Au commencement, Dieu créa les cieux et la terre. Puis il fit jaillir la lumière et la sépara des ténèbres. Ainsi fut le soir, ainsi fut le matin. Au sixième jour, Dieu demanda à Adam de nommer les animaux. Curieusement, il se garda bien de le faire lui-même.
Sur les liens entre langage, soumission et religion, Paul Valéry écrit ces mots magnifiques : « Il y a une clarté apparente qui résulte de l’habitude de se servir de notions obscures. Cette clarté est l’échange d’une obscurité consentie. »
Le mot, caricature ambiguë du réel, serait ainsi un mal nécessaire. Nécessaire pour apaiser nos angoisses, en réduisant la complexité du monde dans lequel nous vivons.
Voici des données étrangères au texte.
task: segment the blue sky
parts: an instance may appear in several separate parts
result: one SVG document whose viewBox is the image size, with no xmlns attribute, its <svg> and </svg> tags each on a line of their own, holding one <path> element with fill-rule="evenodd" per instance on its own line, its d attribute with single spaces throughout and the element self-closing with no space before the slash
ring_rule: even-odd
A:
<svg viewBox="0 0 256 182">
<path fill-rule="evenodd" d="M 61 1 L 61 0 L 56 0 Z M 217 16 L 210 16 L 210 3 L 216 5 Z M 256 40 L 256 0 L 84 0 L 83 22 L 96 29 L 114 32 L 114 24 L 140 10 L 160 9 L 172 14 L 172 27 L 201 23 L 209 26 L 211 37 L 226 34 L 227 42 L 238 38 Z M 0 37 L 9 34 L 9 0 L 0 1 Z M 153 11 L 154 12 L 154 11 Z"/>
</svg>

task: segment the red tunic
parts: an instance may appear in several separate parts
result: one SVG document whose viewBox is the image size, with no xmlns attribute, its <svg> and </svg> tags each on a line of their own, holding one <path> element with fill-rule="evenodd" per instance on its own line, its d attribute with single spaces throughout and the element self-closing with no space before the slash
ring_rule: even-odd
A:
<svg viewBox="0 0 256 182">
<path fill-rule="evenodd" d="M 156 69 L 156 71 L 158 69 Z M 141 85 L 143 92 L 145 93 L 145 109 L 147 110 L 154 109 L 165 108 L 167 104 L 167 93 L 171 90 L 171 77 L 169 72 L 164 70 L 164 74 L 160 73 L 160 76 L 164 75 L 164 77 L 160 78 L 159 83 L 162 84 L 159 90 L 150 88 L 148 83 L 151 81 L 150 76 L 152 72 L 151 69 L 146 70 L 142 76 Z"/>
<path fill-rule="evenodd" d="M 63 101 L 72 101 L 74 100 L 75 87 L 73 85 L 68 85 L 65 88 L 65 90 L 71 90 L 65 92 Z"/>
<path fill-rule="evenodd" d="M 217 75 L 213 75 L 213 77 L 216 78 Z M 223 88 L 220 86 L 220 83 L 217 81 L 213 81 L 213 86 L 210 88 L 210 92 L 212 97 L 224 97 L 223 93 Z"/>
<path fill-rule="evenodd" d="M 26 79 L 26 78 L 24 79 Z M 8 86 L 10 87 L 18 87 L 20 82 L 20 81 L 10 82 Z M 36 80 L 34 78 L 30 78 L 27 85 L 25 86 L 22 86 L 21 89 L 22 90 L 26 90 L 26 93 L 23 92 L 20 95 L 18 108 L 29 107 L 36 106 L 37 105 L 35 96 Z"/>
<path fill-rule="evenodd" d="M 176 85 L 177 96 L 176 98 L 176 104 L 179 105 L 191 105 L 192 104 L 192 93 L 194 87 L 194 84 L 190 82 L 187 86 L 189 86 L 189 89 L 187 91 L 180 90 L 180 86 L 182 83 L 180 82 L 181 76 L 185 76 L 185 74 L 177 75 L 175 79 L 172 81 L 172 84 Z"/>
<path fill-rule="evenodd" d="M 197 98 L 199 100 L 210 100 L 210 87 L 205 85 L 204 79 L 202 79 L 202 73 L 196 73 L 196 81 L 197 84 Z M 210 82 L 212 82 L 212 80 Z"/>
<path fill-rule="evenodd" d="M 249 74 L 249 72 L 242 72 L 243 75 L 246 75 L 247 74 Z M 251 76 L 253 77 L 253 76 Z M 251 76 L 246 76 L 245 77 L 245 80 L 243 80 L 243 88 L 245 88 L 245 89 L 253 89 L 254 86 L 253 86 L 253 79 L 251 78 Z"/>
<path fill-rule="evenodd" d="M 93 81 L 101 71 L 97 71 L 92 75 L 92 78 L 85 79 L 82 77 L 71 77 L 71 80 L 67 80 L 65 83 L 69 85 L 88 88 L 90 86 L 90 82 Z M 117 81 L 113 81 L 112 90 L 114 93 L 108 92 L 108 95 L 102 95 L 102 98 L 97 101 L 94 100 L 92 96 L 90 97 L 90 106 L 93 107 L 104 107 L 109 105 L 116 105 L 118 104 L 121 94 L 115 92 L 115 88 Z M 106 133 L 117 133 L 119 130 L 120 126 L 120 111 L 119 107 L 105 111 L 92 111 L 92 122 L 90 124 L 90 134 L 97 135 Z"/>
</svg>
Mais aussi fondamentalement problématique, la caricature et l’ambiguïté formant de tous temps le terreau de violents conflits.
Car telle est la terrible dualité du Verbe, à la fois libérateur, quand on est en mesure d’exprimer sa vérité haut et fort, et aliénateur, quand on se soumet volontairement à la parole d’autrui en échange d’une promesse de paix intérieure.
Ce livre évoque l’acte de défense aussi fondamental qu’hostile qui consiste à nommer les choses, et ses conséquences sur l’intime.